Merge pull request #188 from dstl/csv_reader

Modify detection and ground truth CSV readers
dstl · May 19, 2020 · a4caeb0 · a4caeb0
2 parents 5fe6068 + 5be1e81
commit a4caeb0
Show file tree

Hide file tree

Showing 2 changed files with 176 additions and 122 deletions.
diff --git a/stonesoup/reader/generic.py b/stonesoup/reader/generic.py
@@ -6,22 +6,21 @@
 """
 
 import csv
-from collections import defaultdict
 from datetime import datetime, timedelta
 from math import modf
 
 import numpy as np
 from dateutil.parser import parse
 
-from ..base import Property
-from ..types.detection import Detection
 from .base import GroundTruthReader, DetectionReader
 from .file import TextFileReader
-from stonesoup.buffered_generator import BufferedGenerator
+from ..base import Property
+from ..buffered_generator import BufferedGenerator
+from ..types.detection import Detection
 from ..types.groundtruth import GroundTruthPath, GroundTruthState
 
 
-class CSVGroundTruthReader(GroundTruthReader, TextFileReader):
+class _CSVReader(TextFileReader):
     state_vector_fields = Property(
         [str], doc='List of columns names to be used in state vector')

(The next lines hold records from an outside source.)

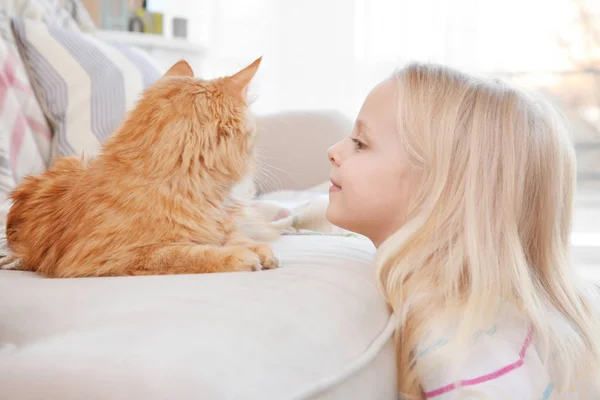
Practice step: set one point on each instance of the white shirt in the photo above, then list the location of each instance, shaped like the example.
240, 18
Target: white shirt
499, 363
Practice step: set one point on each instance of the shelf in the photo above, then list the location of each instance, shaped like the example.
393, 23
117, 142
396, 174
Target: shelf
151, 41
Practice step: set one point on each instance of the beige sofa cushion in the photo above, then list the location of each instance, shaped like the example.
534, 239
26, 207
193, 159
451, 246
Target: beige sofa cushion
294, 145
317, 328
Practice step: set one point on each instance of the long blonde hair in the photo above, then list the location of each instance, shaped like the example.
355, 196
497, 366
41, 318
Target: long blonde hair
490, 222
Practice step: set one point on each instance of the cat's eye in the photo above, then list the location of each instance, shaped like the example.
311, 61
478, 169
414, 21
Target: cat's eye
358, 145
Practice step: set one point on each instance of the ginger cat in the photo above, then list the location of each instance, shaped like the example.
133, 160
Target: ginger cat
157, 199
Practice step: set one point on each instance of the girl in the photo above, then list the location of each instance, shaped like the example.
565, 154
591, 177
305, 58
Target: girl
466, 188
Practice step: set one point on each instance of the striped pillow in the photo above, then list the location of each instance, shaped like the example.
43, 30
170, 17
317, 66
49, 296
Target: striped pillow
84, 84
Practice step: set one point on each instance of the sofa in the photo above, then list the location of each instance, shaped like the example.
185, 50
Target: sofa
315, 328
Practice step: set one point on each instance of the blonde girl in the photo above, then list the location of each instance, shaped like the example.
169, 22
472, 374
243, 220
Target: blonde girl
466, 188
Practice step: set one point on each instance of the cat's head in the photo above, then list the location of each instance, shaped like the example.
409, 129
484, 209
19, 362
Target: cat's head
183, 125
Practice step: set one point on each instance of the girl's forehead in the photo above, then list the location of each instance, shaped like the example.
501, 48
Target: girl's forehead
379, 110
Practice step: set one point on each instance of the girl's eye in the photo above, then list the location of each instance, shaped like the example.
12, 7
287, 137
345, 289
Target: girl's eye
358, 144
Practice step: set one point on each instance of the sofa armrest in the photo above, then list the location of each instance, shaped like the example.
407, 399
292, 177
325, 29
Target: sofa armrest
292, 147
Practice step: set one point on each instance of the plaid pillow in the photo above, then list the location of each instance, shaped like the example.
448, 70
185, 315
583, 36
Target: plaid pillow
25, 136
85, 84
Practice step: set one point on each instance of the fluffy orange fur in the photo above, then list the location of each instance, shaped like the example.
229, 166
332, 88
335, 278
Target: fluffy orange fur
157, 199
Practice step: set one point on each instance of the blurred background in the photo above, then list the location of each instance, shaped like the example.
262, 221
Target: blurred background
327, 54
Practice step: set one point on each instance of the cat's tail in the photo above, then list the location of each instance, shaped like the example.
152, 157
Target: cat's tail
35, 196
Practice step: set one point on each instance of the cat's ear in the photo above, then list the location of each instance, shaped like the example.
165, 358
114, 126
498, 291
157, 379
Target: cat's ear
180, 68
239, 82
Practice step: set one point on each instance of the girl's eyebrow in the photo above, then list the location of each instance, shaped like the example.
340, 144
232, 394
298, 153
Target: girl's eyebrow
362, 129
361, 126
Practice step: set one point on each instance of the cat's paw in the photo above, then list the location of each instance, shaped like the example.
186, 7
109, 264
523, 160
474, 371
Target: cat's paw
267, 258
244, 260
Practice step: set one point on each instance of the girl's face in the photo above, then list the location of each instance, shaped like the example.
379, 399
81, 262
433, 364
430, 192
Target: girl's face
371, 178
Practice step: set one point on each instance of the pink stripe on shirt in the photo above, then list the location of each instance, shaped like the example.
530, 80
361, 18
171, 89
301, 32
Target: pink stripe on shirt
488, 377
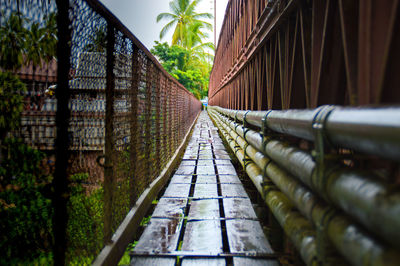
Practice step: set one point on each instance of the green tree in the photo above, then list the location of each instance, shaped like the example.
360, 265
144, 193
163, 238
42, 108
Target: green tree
12, 42
182, 15
191, 72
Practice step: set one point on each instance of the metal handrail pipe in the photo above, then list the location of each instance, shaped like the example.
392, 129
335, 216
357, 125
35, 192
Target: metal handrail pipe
362, 196
373, 131
355, 246
296, 227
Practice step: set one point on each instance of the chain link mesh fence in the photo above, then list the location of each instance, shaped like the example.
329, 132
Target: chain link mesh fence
127, 117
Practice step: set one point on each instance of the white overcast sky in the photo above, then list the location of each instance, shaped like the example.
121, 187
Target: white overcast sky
139, 16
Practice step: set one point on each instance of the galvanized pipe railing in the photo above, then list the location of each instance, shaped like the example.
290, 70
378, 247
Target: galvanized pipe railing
336, 200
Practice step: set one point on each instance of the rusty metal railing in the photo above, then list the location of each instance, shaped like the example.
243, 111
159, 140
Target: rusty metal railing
285, 54
110, 121
332, 199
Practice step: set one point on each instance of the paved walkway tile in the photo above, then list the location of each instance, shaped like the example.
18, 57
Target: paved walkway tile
205, 216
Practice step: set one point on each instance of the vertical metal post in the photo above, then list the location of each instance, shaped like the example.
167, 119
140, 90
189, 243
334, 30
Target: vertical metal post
109, 145
165, 101
134, 125
158, 122
60, 181
149, 84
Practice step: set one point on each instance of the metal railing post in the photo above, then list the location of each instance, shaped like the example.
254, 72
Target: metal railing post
109, 145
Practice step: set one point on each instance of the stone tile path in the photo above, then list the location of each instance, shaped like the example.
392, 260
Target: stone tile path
205, 216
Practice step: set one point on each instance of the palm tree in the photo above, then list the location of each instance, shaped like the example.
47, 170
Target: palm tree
182, 14
12, 42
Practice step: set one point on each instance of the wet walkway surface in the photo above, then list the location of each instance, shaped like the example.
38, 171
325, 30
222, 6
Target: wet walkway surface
205, 216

     time_field = Property(
@@ -30,103 +29,109 @@ class CSVGroundTruthReader(GroundTruthReader, TextFileReader):
         str, default=None, doc='Optional datetime format')

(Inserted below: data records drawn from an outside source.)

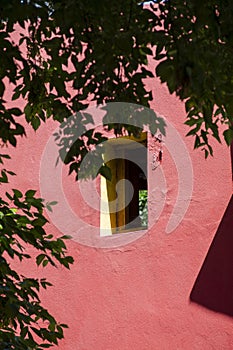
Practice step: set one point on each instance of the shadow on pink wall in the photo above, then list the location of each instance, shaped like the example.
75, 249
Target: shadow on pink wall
213, 287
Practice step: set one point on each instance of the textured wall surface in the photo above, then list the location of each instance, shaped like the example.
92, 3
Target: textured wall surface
137, 296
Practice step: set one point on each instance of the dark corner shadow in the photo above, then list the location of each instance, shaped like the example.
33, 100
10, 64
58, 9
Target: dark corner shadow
213, 287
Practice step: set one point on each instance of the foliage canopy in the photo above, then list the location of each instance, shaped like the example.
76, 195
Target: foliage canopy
57, 56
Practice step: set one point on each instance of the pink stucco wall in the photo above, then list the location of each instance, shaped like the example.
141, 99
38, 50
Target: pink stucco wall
137, 296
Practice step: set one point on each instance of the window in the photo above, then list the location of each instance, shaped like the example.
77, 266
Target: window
124, 198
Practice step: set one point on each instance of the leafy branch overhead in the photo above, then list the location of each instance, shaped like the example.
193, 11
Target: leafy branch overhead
57, 57
23, 319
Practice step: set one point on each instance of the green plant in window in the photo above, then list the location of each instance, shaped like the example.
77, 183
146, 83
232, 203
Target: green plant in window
143, 209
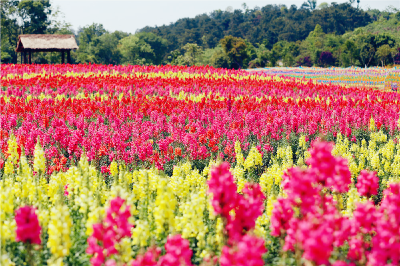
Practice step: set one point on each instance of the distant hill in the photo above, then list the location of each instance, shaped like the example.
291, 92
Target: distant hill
385, 23
268, 25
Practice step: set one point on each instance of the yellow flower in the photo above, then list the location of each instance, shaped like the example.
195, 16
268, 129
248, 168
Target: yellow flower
164, 209
59, 230
114, 168
39, 162
141, 233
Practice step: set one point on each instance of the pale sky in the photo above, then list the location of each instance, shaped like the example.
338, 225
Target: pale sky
130, 15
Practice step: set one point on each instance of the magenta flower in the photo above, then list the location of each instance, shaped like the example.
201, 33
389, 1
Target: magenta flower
367, 183
248, 252
178, 252
332, 172
148, 259
223, 189
28, 228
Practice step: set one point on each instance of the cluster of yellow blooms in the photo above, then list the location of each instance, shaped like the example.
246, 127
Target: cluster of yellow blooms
160, 204
59, 230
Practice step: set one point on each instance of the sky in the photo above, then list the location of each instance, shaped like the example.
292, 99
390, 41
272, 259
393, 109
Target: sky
130, 15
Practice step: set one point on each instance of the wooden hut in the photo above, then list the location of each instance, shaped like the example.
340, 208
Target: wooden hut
29, 43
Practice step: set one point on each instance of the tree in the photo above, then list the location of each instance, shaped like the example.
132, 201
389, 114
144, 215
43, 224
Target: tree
310, 4
35, 16
367, 53
326, 59
157, 44
383, 53
349, 54
104, 49
235, 50
9, 30
85, 38
136, 51
323, 5
192, 55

     timestamp = Property(
         bool, default=False, doc='Treat time field as a timestamp from epoch')
-    path_id_field = Property(
-        str, doc='Name of column to be used as path ID')
+    metadata_fields = Property(
+        [str], default=None, doc='List of columns to be saved as metadata, default all')
     csv_options = Property(
-        dict, default={},
-        doc='Keyword arguments for the underlying csv reader')
+        dict, default={}, doc='Keyword arguments for the underlying csv reader')
+
+    def _get_metadata(self, row):
+        if self.metadata_fields is None:
+            local_metadata = dict(row)
+            for key in list(local_metadata):
+                if key == self.time_field or key in self.state_vector_fields:
+                    del local_metadata[key]
+        else:
+            local_metadata = {field: row[field]
+                              for field in self.metadata_fields
+                              if field in row}
+        return local_metadata
+
+    def _get_time(self, row):
+        if self.time_field_format is not None:
+            time_field_value = datetime.strptime(row[self.time_field], self.time_field_format)
+        elif self.timestamp is True:
+            fractional, timestamp = modf(float(row[self.time_field]))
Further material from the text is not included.